La entrada del Pera Palas era cálida y luminosa. Iskender estaba sentado en uno de los viejos sofás del amplio salón a la derecha y contemplaba una multitud en compañía de unos turistas: cineastas locales que rodaban una película histórica aprovechándose de la atmósfera decimonónica del hotel. En el bien iluminado salón había un ambiente alegre de diversión y amistad.
– Celâl no está, no ha podido venir -comenzó a explicarle Galip a Iskender-. Le ha salido un asunto muy importante. Y además se esconde por alguna misteriosa razón. Por ese mismo motivo me pidió que hablara yo en su lugar. Conozco con todos los detalles la historia que tengo que contar. Yo hablaré en su lugar.
– No sé si esta gente estará de acuerdo con eso.
– Pues les dices que yo soy Celâl Salik -le respondo Galip con una furia que a él mismo lo sorprendió.
– ¿Por qué?
– Porque lo importante es el cuento, no el cuentista Y ahora mismo tenemos una historia que contar.
– Te conocen.
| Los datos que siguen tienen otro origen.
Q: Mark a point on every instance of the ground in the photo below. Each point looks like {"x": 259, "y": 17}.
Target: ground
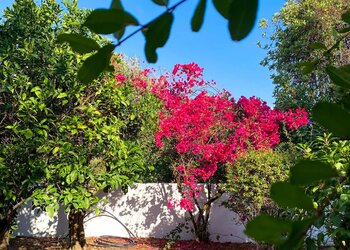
{"x": 26, "y": 243}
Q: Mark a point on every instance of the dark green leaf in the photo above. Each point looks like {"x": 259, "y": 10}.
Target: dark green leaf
{"x": 288, "y": 195}
{"x": 157, "y": 35}
{"x": 268, "y": 229}
{"x": 306, "y": 172}
{"x": 333, "y": 117}
{"x": 116, "y": 4}
{"x": 161, "y": 2}
{"x": 340, "y": 76}
{"x": 345, "y": 30}
{"x": 296, "y": 237}
{"x": 107, "y": 21}
{"x": 119, "y": 34}
{"x": 242, "y": 16}
{"x": 346, "y": 17}
{"x": 308, "y": 67}
{"x": 318, "y": 45}
{"x": 79, "y": 43}
{"x": 222, "y": 6}
{"x": 198, "y": 17}
{"x": 50, "y": 211}
{"x": 95, "y": 64}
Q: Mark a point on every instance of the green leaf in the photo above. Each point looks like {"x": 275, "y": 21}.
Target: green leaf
{"x": 161, "y": 2}
{"x": 346, "y": 17}
{"x": 95, "y": 64}
{"x": 268, "y": 229}
{"x": 333, "y": 117}
{"x": 308, "y": 67}
{"x": 62, "y": 95}
{"x": 119, "y": 34}
{"x": 340, "y": 76}
{"x": 50, "y": 211}
{"x": 307, "y": 172}
{"x": 296, "y": 236}
{"x": 345, "y": 30}
{"x": 222, "y": 6}
{"x": 55, "y": 150}
{"x": 27, "y": 133}
{"x": 288, "y": 195}
{"x": 242, "y": 16}
{"x": 116, "y": 4}
{"x": 107, "y": 21}
{"x": 79, "y": 43}
{"x": 198, "y": 17}
{"x": 318, "y": 45}
{"x": 157, "y": 35}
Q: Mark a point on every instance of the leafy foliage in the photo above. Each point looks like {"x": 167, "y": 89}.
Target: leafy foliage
{"x": 301, "y": 30}
{"x": 61, "y": 141}
{"x": 250, "y": 177}
{"x": 201, "y": 132}
{"x": 35, "y": 75}
{"x": 331, "y": 171}
{"x": 335, "y": 220}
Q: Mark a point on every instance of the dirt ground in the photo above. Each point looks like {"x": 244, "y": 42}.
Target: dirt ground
{"x": 26, "y": 243}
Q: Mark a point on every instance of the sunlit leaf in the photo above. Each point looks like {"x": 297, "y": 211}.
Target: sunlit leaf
{"x": 308, "y": 67}
{"x": 79, "y": 43}
{"x": 296, "y": 237}
{"x": 346, "y": 17}
{"x": 333, "y": 117}
{"x": 242, "y": 16}
{"x": 108, "y": 21}
{"x": 288, "y": 195}
{"x": 157, "y": 35}
{"x": 307, "y": 172}
{"x": 340, "y": 76}
{"x": 318, "y": 45}
{"x": 198, "y": 17}
{"x": 268, "y": 229}
{"x": 50, "y": 210}
{"x": 95, "y": 64}
{"x": 222, "y": 6}
{"x": 345, "y": 30}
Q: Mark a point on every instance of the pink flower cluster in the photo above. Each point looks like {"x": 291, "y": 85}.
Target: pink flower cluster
{"x": 210, "y": 130}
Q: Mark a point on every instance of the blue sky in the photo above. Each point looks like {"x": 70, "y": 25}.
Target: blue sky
{"x": 235, "y": 66}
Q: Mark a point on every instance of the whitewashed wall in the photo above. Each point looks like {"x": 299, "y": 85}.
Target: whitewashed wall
{"x": 143, "y": 211}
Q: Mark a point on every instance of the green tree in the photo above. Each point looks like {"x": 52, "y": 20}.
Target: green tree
{"x": 250, "y": 177}
{"x": 335, "y": 220}
{"x": 34, "y": 71}
{"x": 62, "y": 141}
{"x": 299, "y": 29}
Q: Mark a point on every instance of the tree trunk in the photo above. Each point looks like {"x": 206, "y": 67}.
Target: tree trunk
{"x": 201, "y": 234}
{"x": 76, "y": 230}
{"x": 5, "y": 224}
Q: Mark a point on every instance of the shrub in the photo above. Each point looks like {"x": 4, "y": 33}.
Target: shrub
{"x": 250, "y": 177}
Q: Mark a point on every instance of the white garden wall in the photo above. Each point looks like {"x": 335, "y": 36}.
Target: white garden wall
{"x": 143, "y": 211}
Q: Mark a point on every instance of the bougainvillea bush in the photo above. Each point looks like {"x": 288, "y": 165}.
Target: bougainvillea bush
{"x": 250, "y": 177}
{"x": 202, "y": 130}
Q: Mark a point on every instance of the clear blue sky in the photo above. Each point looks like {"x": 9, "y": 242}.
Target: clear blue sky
{"x": 235, "y": 66}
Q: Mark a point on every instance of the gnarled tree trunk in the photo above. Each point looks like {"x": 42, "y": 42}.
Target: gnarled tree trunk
{"x": 76, "y": 230}
{"x": 5, "y": 224}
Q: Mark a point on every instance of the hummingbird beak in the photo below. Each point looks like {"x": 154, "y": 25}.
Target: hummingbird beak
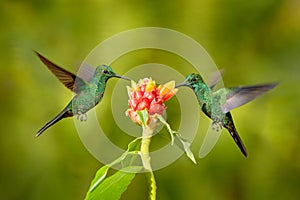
{"x": 181, "y": 84}
{"x": 122, "y": 77}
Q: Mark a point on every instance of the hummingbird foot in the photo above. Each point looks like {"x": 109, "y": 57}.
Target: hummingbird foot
{"x": 217, "y": 126}
{"x": 82, "y": 116}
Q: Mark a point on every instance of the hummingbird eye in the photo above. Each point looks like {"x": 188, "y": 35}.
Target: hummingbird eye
{"x": 194, "y": 79}
{"x": 105, "y": 71}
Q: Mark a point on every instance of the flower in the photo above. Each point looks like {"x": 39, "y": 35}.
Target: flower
{"x": 146, "y": 96}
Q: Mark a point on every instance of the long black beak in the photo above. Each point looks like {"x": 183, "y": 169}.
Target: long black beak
{"x": 181, "y": 84}
{"x": 122, "y": 77}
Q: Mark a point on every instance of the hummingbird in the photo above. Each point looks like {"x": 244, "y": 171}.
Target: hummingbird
{"x": 217, "y": 104}
{"x": 89, "y": 92}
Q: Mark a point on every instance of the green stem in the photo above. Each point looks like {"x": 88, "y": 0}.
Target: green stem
{"x": 146, "y": 160}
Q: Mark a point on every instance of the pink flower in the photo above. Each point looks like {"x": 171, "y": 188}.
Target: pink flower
{"x": 144, "y": 95}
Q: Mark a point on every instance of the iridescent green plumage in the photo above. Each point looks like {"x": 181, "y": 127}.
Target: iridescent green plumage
{"x": 216, "y": 105}
{"x": 88, "y": 93}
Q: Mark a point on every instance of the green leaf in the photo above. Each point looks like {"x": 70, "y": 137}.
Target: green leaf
{"x": 143, "y": 117}
{"x": 100, "y": 175}
{"x": 114, "y": 186}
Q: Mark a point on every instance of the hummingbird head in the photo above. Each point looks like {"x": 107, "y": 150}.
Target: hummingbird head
{"x": 107, "y": 72}
{"x": 191, "y": 80}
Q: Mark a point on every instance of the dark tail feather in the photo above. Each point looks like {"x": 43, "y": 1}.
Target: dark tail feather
{"x": 60, "y": 116}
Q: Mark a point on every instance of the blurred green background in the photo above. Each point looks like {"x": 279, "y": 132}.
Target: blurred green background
{"x": 253, "y": 41}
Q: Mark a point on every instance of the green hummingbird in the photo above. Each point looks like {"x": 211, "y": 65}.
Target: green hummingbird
{"x": 89, "y": 92}
{"x": 217, "y": 104}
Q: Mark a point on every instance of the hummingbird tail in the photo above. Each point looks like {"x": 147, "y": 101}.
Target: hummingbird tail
{"x": 65, "y": 113}
{"x": 234, "y": 134}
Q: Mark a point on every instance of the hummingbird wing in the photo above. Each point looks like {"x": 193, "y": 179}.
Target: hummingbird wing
{"x": 214, "y": 78}
{"x": 237, "y": 96}
{"x": 69, "y": 79}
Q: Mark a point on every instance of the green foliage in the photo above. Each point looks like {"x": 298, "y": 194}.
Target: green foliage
{"x": 253, "y": 41}
{"x": 112, "y": 187}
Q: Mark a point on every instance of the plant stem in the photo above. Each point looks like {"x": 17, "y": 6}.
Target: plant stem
{"x": 146, "y": 160}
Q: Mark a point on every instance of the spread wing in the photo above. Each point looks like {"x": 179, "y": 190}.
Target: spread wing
{"x": 238, "y": 96}
{"x": 69, "y": 79}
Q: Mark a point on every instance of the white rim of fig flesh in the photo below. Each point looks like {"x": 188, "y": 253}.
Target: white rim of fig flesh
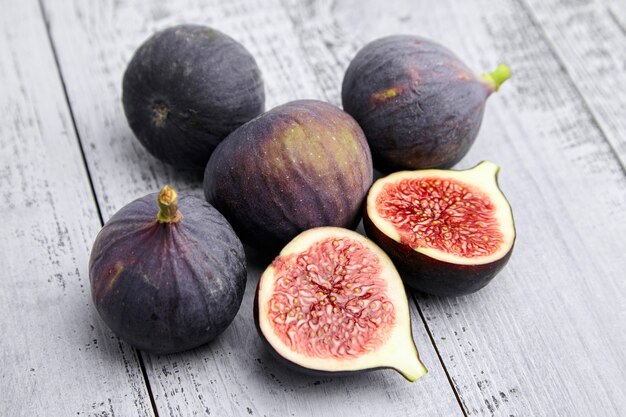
{"x": 483, "y": 179}
{"x": 397, "y": 351}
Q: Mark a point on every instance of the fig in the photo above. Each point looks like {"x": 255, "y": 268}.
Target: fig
{"x": 418, "y": 104}
{"x": 167, "y": 280}
{"x": 448, "y": 232}
{"x": 186, "y": 88}
{"x": 300, "y": 165}
{"x": 332, "y": 303}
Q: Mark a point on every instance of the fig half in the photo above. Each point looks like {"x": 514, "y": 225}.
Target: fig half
{"x": 448, "y": 232}
{"x": 332, "y": 302}
{"x": 167, "y": 274}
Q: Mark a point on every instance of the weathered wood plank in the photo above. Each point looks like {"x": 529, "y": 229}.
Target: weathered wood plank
{"x": 545, "y": 337}
{"x": 57, "y": 359}
{"x": 234, "y": 375}
{"x": 590, "y": 41}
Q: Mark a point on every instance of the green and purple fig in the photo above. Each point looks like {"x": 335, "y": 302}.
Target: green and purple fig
{"x": 300, "y": 165}
{"x": 418, "y": 104}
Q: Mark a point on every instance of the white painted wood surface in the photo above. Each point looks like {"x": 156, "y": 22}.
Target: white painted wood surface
{"x": 57, "y": 358}
{"x": 544, "y": 339}
{"x": 234, "y": 375}
{"x": 589, "y": 39}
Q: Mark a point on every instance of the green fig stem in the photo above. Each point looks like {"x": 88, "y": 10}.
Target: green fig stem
{"x": 168, "y": 206}
{"x": 496, "y": 78}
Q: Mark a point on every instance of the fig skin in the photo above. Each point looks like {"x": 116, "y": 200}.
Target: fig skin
{"x": 167, "y": 285}
{"x": 186, "y": 88}
{"x": 437, "y": 276}
{"x": 418, "y": 104}
{"x": 433, "y": 276}
{"x": 300, "y": 165}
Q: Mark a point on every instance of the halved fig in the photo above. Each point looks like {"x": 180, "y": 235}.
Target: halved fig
{"x": 448, "y": 232}
{"x": 332, "y": 302}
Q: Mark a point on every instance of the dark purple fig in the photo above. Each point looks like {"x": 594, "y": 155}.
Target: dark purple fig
{"x": 186, "y": 88}
{"x": 300, "y": 165}
{"x": 418, "y": 104}
{"x": 167, "y": 277}
{"x": 448, "y": 232}
{"x": 332, "y": 303}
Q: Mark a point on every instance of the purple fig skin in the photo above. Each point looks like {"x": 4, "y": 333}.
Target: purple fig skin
{"x": 186, "y": 88}
{"x": 430, "y": 275}
{"x": 167, "y": 287}
{"x": 300, "y": 165}
{"x": 418, "y": 104}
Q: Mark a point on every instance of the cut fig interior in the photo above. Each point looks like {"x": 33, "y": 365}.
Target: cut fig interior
{"x": 333, "y": 302}
{"x": 448, "y": 231}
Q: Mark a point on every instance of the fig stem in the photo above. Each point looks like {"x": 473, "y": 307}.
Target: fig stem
{"x": 496, "y": 78}
{"x": 168, "y": 206}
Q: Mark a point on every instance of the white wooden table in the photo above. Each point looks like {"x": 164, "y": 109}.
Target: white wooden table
{"x": 546, "y": 338}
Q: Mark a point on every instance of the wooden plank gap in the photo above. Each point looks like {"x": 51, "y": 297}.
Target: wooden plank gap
{"x": 570, "y": 80}
{"x": 443, "y": 364}
{"x": 91, "y": 185}
{"x": 71, "y": 112}
{"x": 147, "y": 382}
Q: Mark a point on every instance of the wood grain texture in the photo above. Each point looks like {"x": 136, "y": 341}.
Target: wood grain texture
{"x": 589, "y": 39}
{"x": 234, "y": 375}
{"x": 57, "y": 358}
{"x": 545, "y": 338}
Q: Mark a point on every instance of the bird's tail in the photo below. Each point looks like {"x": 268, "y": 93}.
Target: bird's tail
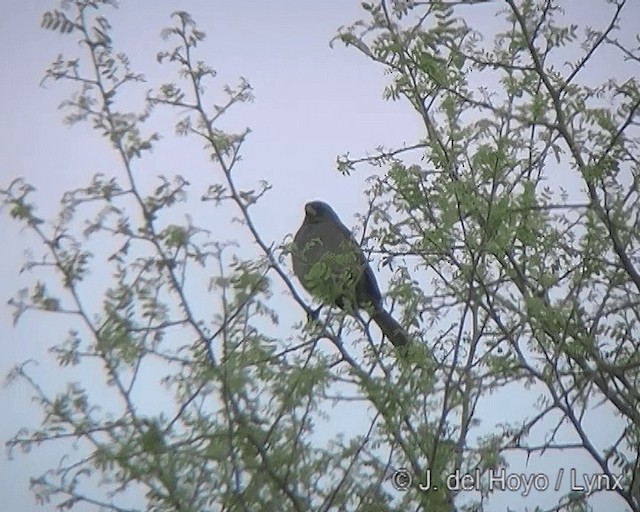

La otra noche incluso les contaste una historia en el cabaret.
– ¿Me conocen? -dijo Galip sentándose-. Utilizas mal la palabra. Me han visto, eso es todo. Además, hoy soy otro. Ni conocen a la persona que vieron el otro día ni a la que van a ver hoy. Seguro que piensan que todos los turcos se parecen.
– Aunque les digamos que el hombre que vieron ese día no eras tú, sino otro, seguro que, por lo menos, esperan que Celâl Salik sea alguien más viejo.
– ¿Y qué saben ellos de Celâl? Alguien les ha dicho que hablen con ese columnista famoso, que les vendría bien para su programa de Turquía. Y ellos escribieron su nombre en un papel. Pero probablemente no preguntaron la edad ni la cara que tenía.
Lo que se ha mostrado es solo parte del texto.